The blood supply varies with different types of bone, but blood vessels are especially rich in areas that contain bone marrow. In the long bones, the diaphyseal nutrient artery is the most important arterial supply (Figure 48-2). These arteries divide into ascending and descending branches and supply the inner two thirds of the cortex and medullary cavity. Numerous metaphyseal and epiphyseal arteries supply the ends of bones. These blood vessels mainly arise from the arteries that supply the adjacent joint, anastomose with the diaphyseal capillaries, and terminate in bone marrow, cortical bone, trabecular bone, and articular cartilage. In growing bones, these arteries are separated by the physis. It has also been shown that capillaries in the metaphyseal vascular plexuses are discontinuous. Furthermore, ingrowth of these metaphyseal vascular plexuses occurs by extension of “spourts” into chondrocytic lacunae, producing temporary gaps in these vessel endothelial walls.^1,36 The periosteal arterioles supply the outer approximately one third of cortical bone. Large irregular bones, short bones, and flat bones receive a superficial blood supply from the periosteum, as well as frequently from large nutrient arteries that penetrate directly into medullary bone, and these systems anastomose freely.

Pathophysiology

Pathogens can access bone via hematogenous spread, direct inoculation from a penetrating wound, or, less frequently, direct contiguous spread from a focal soft tissue infection. The unique anatomic and physiologic characteristics of bone are altered when infection occurs. In the acute inflammatory phase, bone damage (necrosis and resorption) occurs, causing the vascular channel (Haversian and Volkmann’s canals, as well as the canaliculi) to be compressed and eventually obliterated. This loss of vascular access leads to ischemia. Bone ischemia is a major predisposing factor in the development of osteomyelitis. Segments of bone devoid of blood supply harbor bacteria despite antibiotic therapy, as neither antimicrobials nor inflammatory cells can reach the area.

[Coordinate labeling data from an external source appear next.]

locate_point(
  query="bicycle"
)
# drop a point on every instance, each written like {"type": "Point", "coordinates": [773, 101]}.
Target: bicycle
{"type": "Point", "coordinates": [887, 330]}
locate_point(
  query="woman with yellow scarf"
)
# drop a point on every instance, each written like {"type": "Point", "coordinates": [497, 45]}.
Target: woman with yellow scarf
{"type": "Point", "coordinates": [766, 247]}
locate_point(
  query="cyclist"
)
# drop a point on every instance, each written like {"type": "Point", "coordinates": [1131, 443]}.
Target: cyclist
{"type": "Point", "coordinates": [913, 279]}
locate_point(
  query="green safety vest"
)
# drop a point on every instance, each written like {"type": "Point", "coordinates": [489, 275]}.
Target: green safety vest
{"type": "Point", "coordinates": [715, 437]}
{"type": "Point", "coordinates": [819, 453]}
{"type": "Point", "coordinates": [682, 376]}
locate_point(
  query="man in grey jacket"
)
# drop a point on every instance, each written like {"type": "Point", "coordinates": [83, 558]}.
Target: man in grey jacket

At the edge of this ischemic bone is a reactive hyperemia that is associated with increased osteoclastic activity. This osteoclastic activity produces bone loss and localized osteoporosis.²⁶ Additionally, periosteal irritation occurs, and the osteoblasts that are present react by producing new bone (Figures 48-3, 48-4, and 48-5). The amount and type of periosteal reaction are characterized by the aggressiveness of the infection; less aggressive infection pushes the periosteum away from the bone slowly and results in thickening of the bone. More aggressive infection results in a lamellated (onion skin) appearance wherein the bone is laid down in layers. Aggressive infection causes the periosteum to be rapidly pushed away from the bone and leads to the development of calcified streaks perpendicular to the bone (Figure 48-6).²⁹

The damage associated with osteomyelitis and its response to treatment is influenced by the relationships of three overarching factors: (1) the viability and stability of the bone; (2) the virulence and antimicrobial sensitivity of the organism; and (3) the state or condition of the soft tissue envelope. It is this paradigm that will define and guide the management of osteomyelitis in nearly all patients.